# euramobil damp blog



## hannah29 (Feb 13, 2006)

for those of you interested i have written a blog on our major issue of damp in our Euramobil 810......sad story.....

hannah


----------



## Rapide561 (Oct 1, 2005)

*Euramobil*

Hello Hannah

Yes, what a sad tale indeed. What age is your van?

I don't know what I would have done when faced with that decision about repairs and the cost.

I would be asking myself alsorts of questions, having discovered the previous warranty work etc.

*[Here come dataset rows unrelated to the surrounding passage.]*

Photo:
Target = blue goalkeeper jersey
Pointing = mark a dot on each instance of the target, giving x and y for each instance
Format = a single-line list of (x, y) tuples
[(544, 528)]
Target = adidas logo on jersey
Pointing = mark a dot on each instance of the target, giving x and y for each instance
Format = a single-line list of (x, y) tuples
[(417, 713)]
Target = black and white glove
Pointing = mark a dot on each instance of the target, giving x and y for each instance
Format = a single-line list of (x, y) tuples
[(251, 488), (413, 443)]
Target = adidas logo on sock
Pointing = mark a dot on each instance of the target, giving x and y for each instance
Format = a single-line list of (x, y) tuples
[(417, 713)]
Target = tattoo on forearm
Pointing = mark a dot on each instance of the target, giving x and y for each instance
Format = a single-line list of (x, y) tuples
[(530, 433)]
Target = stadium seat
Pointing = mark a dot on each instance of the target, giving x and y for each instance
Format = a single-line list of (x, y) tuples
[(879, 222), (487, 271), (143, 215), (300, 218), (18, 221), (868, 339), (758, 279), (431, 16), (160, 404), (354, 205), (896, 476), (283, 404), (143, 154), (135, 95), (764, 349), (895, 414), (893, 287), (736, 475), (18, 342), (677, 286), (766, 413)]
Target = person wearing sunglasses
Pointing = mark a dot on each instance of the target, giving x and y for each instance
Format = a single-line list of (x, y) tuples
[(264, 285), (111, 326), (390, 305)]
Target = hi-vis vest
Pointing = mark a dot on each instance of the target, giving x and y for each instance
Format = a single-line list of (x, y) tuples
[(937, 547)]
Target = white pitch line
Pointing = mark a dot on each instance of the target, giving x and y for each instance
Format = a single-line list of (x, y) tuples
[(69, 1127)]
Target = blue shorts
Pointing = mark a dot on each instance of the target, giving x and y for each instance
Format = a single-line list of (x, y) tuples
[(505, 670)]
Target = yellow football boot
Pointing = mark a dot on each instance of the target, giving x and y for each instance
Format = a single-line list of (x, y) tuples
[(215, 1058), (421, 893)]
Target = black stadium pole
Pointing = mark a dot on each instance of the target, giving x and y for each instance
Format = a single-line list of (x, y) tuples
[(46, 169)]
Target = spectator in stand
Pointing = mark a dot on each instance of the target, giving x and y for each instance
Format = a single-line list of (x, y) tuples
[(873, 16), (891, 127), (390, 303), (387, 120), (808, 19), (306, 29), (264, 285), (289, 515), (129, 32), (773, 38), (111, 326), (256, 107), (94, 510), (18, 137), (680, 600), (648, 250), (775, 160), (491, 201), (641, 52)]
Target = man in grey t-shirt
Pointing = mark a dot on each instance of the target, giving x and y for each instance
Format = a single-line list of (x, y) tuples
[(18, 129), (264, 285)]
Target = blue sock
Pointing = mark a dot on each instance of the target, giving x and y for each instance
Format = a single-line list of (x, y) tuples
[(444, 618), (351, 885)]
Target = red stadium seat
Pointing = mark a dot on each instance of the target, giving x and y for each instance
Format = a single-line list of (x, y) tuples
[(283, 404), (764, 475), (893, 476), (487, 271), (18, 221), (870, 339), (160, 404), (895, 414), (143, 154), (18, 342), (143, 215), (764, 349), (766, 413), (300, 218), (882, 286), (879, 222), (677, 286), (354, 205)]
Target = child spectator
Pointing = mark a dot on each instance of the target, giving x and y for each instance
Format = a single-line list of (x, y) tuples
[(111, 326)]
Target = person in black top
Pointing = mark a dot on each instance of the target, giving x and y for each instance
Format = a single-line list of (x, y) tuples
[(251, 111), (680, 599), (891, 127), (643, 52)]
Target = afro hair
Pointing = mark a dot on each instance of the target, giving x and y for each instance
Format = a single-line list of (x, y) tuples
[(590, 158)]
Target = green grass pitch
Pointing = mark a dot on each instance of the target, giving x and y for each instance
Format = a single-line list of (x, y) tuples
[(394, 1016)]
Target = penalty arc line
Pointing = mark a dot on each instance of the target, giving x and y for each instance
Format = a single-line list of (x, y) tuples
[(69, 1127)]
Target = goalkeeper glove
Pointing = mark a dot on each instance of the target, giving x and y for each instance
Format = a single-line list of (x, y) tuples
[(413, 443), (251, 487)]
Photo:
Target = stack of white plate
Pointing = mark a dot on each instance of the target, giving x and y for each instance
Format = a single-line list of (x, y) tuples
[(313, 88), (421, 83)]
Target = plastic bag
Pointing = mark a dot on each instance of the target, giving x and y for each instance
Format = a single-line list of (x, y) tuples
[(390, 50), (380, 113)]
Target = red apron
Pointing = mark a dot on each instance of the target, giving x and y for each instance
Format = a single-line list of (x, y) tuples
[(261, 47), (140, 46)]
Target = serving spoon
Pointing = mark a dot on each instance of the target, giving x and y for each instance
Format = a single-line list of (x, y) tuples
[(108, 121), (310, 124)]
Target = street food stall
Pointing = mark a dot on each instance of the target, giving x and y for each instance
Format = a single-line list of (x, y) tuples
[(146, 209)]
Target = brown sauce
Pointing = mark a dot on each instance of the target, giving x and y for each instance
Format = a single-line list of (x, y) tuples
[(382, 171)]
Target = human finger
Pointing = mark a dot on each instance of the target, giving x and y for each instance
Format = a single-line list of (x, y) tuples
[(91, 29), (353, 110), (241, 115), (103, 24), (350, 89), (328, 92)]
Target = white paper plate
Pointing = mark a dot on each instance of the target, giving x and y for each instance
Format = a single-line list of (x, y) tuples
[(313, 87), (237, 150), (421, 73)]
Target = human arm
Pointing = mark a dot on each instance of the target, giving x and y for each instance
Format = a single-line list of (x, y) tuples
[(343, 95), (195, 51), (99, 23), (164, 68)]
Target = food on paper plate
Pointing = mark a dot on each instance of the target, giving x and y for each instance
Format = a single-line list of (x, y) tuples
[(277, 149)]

At least it is sorted out though, and by the sound of it, you had a good engineer on the job.

R


----------



## hannah29 (Feb 13, 2006)

it is only a 2000 van, so was only a year out of warranty.....we did ponder what to do and decided to get it done.....if we hadn't we would have lost out much more i think....if we had taken it to a dealer they would have spotted it straight away and would have valued it at around 12k, neither of us could have sold it privately without mentioning the extent of the damp to some poor unsuspecting buyer, so we were either left with a van that had been devalued by damp to part exchange at a loss of around 15k to ourselves or we paid out 8k to get it fixed and now have a van that has guaranteed work done on it, it will last us for a good few years and will still be saleable at any stage for a reasonable price.....no contest really in our opinion, just a big gaping hole in our pockets for a few months.....
the one thing we did learn this year, being without the van over winter cost us an absolute fortune in skiing and really limited our time spent in italy!!!!!


----------